Here’s a chat with Baars about his latest thinking on the scientific study of consciousness & the brain. Read more in his recent interview by Scott Barry Kaufmann in Scientific American
Bernard J. Baars (born 1946, in Amsterdam) is a former Senior Fellow in Theoretical Neurobiology at The Neurosciences Institute in La Jolla, CA. He is best known as the originator of the global workspace theory and global workspace dynamics, a theory of human cognitive architecture, the cortex and consciousness.
Baars co-founded the Association for the Scientific Study of Consciousness, and the Academic Press journal Consciousness & Cognition: An International Journal, which he also edited, with William P. Banks, for “more than fifteen years”.
In addition to research on global workspace theory with Professor Stan Franklin and others, Baars is working to re-introduce the topic of the conscious brain into the standard college and graduate school curriculum. Baars has also published on animal consciousness, volition, and feelings of knowing, and has published an approach to “higher” states, as defined in the meditation traditions. New brain recording methods continue to reveal unexpected evidence on those topics.
Notes From Bernie
I’m a cognitive scientist by training, and early on became deeply committed to understanding the fundamental questions of consciousness, volition, and self. My current work might be called the psychobiology of the (un)/conscious brain.
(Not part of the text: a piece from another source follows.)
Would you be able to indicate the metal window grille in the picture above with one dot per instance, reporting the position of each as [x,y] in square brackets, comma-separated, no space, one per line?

When I got started that was not really allowed in academic psychology, but I persisted, and was able to make a difference over a long period of time. Before nominal retirement I spent about ten years with Nobelist Gerald M. Edelman at The Neurosciences Institute in La Jolla, California, and also learned a great deal from Walter J. Freeman’s Neurodynamics and Robert Kozma. I have long worked with Stan Franklin, the guiding light for LIDA / GWT at the Cognitive Computing Research Group at the University of Memphis.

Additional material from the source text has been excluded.